Des livres sur le président chinois, à Pékin, le 23 août 2017.

L'appareil de propagande étatique chinois était à la manoeuvre mardi pour défendre une proposition du Parti communiste permettant au président Xi Jinping de se maintenir indéfiniment au pouvoir, un projet vivement critiqué sur les réseaux sociaux en dépit d'une censure drastique.

Le Parti communiste chinois (PCC) a proposé de supprimer de la constitution du pays la limite de deux mandats présidentiels, ce qui permettrait à M. Xi, président de la République populaire depuis 2013, de rester à la tête du régime autant qu'il le souhaite.

Cette proposition de modification constitutionnelle, dévoilée dimanche, a suscité un tourbillon de réactions outragées, incrédules ou critiques sur les réseaux sociaux chinois.

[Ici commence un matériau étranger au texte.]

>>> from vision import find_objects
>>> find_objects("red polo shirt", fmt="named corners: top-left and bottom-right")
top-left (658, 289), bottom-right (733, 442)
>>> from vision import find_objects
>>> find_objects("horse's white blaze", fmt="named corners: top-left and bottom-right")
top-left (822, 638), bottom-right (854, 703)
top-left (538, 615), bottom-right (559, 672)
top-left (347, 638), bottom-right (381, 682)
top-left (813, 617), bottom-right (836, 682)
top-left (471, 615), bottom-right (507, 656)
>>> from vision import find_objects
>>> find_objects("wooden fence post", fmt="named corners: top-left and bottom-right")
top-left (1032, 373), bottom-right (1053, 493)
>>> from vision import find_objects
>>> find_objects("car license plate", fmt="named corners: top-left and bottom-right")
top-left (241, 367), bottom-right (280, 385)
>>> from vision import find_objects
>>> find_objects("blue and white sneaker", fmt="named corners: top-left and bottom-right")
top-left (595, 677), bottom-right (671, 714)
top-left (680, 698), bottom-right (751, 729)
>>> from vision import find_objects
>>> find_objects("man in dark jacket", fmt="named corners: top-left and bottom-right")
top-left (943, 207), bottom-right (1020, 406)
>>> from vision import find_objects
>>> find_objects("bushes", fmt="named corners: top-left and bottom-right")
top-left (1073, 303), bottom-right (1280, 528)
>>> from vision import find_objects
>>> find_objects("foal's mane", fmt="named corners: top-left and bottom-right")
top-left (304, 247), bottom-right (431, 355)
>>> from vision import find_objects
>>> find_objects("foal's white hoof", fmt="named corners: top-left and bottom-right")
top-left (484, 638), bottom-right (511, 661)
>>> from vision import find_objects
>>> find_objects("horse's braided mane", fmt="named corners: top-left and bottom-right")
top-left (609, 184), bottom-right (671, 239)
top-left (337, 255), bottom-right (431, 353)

En dépit d'une censure prompte à supprimer les messages négatifs, nombre d'internautes continuaient mardi d'exprimer leur effroi sur la plateforme de microblogs Weibo: "Pathétique! 1,3 milliard d'habitants, et aucun ne résiste", déplorait l'un.

"Dire que j'avais rêvé de pouvoir élire un président une fois dans ma vie", rageait un autre.

"Longue vie au dirigeant Mao!", ironisait un autre post, supprimé mais visible sur le site Free Weibo. "On a connu l'avidité impériale, la peur du pouvoir autoritaire, et 100 ans plus tard, rien n'a changé", insistait un autre message également censuré.

Des formules comme "Je m'oppose", "roi autoproclamé", "mandats consécutifs" ou encore "Winnie l'ourson" -- personnage auquel est comparé Xi Jinping en raison de son visage poupin -- étaient bloquées par les censeurs. Des internautes sarcastiques s'échangeaient des souhaits traditionnels de longévité à l'empereur dans la Chine classique.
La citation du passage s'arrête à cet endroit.